Every safety regime we trust was written in arrears. Aviation grounded the 737 MAX about four and a half months after the first MCAS crash. The Nuclear Regulatory Commission rewrote its rulebook within about a year of Three Mile Island. Even the slow ones eventually close: Vioxx took four years to pull and another three before the FDA Amendments Act gave the agency teeth; the 2008 crash took twenty-two months to reach Dodd-Frank. The lag is real — but in mature high-stakes industries it is finite, typically one to three years from a documented failure to an enforceable rule (the slowest cases, like Vioxx, run longer but still close).

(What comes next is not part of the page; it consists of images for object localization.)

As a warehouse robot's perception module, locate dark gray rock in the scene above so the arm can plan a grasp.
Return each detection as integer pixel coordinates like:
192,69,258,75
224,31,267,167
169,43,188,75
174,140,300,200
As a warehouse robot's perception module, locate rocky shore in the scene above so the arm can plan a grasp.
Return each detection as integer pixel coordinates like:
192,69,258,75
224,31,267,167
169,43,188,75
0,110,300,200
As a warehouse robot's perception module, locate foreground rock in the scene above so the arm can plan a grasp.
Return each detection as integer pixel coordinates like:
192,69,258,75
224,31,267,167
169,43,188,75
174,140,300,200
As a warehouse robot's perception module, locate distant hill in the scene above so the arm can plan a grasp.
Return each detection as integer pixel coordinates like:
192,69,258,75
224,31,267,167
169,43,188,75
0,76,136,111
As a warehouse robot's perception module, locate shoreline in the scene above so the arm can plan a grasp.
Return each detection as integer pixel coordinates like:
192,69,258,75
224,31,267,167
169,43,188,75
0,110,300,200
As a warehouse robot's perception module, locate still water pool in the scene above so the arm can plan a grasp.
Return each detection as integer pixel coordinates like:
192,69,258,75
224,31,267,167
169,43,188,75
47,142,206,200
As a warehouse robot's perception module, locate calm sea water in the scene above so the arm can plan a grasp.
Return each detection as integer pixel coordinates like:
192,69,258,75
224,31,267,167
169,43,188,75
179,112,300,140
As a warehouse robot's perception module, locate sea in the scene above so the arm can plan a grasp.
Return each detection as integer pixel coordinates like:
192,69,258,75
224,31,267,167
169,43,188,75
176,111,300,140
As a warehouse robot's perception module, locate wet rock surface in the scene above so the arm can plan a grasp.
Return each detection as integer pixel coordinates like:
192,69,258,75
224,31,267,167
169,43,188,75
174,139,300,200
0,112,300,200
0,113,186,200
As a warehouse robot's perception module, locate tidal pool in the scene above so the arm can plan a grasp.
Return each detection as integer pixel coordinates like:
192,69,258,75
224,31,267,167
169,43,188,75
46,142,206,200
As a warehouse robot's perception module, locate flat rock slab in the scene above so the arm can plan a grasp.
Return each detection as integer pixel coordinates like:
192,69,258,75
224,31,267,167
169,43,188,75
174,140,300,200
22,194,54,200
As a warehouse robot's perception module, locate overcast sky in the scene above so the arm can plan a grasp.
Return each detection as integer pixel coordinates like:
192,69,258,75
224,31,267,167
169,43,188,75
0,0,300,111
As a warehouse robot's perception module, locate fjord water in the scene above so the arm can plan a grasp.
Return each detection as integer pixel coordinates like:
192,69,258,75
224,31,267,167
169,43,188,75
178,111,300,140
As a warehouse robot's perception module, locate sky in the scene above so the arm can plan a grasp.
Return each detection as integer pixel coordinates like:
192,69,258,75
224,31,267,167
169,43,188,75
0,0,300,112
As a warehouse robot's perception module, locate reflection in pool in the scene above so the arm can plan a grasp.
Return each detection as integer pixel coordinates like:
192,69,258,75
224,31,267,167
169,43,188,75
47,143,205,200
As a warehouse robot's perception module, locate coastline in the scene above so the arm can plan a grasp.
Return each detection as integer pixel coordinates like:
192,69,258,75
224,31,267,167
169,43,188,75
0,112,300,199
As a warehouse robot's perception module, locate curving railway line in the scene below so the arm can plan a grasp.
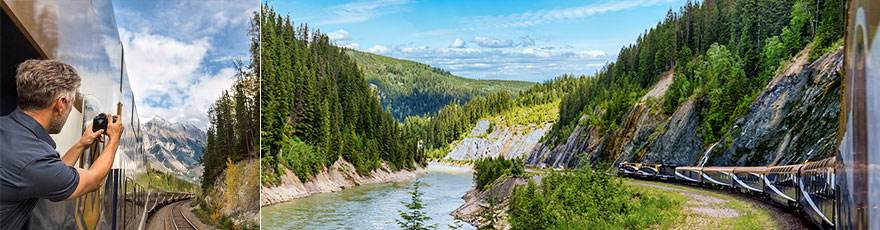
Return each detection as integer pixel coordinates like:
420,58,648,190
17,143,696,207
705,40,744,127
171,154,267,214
163,200,198,230
0,0,196,230
616,0,880,229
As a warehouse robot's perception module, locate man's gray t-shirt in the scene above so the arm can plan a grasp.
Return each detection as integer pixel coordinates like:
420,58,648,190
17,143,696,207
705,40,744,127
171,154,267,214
0,109,79,229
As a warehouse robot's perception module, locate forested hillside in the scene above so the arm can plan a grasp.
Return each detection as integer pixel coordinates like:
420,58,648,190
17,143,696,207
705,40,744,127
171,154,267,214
404,75,591,157
261,5,425,185
195,12,261,229
346,49,536,122
547,0,845,146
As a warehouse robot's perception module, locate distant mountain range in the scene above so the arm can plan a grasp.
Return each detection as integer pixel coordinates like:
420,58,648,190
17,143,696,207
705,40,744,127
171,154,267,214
143,117,207,182
346,49,536,121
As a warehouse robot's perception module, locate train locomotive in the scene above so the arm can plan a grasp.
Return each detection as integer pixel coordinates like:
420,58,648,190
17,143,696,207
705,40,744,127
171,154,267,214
618,157,837,229
0,0,195,229
617,0,880,229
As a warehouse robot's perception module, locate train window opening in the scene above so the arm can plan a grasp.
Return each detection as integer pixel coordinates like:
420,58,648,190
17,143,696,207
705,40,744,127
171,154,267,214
0,8,40,116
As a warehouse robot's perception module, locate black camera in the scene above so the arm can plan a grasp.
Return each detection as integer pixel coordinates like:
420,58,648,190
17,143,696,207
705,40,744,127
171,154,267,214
92,113,116,132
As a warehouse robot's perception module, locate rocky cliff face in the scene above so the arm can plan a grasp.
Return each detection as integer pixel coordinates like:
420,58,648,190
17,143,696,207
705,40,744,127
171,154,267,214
525,46,842,167
260,157,428,206
446,120,552,160
706,49,843,165
142,117,207,182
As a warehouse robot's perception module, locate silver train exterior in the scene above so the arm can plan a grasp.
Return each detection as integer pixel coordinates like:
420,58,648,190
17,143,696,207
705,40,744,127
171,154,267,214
834,0,880,229
0,0,193,229
619,0,880,229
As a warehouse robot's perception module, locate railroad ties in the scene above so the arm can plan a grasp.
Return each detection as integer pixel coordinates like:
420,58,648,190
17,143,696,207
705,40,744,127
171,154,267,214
164,201,198,230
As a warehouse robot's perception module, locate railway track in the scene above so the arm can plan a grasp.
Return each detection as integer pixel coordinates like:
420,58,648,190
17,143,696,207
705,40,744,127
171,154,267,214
164,201,198,230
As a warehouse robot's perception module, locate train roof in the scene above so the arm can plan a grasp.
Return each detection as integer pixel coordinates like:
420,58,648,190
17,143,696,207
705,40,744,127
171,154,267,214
801,157,837,170
733,166,767,173
675,166,703,171
764,164,804,174
703,166,734,172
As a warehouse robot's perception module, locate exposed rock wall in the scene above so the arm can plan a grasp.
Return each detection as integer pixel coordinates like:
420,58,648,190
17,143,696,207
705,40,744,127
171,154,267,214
260,157,428,206
446,120,552,161
450,175,541,229
706,49,843,165
526,48,842,167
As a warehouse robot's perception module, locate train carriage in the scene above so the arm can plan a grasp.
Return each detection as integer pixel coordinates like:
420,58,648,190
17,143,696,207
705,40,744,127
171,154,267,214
636,163,660,179
764,165,803,207
0,0,192,229
799,157,836,228
702,167,733,188
732,167,767,194
675,166,703,184
617,162,640,177
657,165,676,181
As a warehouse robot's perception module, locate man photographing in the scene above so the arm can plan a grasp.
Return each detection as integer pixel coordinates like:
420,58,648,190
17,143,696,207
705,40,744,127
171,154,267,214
0,60,124,229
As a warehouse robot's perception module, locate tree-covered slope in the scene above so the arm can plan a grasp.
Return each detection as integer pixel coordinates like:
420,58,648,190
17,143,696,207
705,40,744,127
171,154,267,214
346,49,536,121
260,5,425,185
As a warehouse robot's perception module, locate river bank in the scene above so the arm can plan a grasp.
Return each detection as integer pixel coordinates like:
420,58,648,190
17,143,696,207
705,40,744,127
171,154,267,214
261,163,475,229
260,157,428,207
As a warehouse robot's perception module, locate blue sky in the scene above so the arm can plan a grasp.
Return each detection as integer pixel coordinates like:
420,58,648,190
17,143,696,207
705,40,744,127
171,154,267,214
264,0,684,81
113,0,260,129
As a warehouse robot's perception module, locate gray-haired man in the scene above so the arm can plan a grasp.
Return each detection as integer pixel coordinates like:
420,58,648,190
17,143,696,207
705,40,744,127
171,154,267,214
0,60,124,229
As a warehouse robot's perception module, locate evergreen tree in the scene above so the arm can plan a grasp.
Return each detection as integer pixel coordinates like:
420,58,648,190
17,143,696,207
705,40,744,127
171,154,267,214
395,181,436,230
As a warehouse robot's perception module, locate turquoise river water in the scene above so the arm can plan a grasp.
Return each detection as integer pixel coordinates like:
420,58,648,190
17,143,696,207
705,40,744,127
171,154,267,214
261,165,474,229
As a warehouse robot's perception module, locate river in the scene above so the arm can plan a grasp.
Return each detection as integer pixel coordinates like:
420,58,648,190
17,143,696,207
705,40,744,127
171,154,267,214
261,164,474,229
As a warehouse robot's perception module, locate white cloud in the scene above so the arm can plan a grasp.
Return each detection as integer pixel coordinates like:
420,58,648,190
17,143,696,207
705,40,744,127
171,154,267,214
519,36,535,47
578,50,605,57
449,38,467,48
120,29,234,129
367,45,391,54
342,42,361,49
471,36,513,48
472,0,673,27
360,45,614,81
327,30,351,42
318,0,408,25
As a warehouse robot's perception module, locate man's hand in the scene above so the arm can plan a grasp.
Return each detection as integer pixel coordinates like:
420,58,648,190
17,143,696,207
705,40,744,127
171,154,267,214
105,115,125,141
79,124,104,147
67,115,125,200
61,124,105,166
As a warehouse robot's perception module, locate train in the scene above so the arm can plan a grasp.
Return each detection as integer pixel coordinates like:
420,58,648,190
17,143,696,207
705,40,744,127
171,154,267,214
617,157,838,229
0,0,196,229
616,0,880,229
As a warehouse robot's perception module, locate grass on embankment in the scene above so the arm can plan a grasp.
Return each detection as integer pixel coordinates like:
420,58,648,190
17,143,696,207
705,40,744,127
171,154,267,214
507,170,686,229
623,178,776,229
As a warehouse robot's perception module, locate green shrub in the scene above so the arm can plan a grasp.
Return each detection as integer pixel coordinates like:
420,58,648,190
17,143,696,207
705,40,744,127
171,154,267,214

The Governance Lag Index measures that same interval for AI, and asks an uncomfortable question: what if, for this technology, the interval doesn’t close at all?

What it measures

GLI tracks a single failure mode at a time through four chronological stages:

  1. Documentation — the date a failure mode is first publicly, empirically demonstrated, not merely theorised.
  2. Framework — the first non-binding guideline or taxonomy that names it.
  3. Enactment — the first binding legislative instrument that covers it.
  4. Enforcement — the date a regulator actually holds the authority to audit, penalise, or halt deployment over it.

Each entry records a date and a cited source for every stage it has reached — and, more tellingly, the stages it hasn’t. The v0.1 schema is deliberately strict: a stage is either a dated, citable instrument or it is PENDING. There is no partial credit for good intentions.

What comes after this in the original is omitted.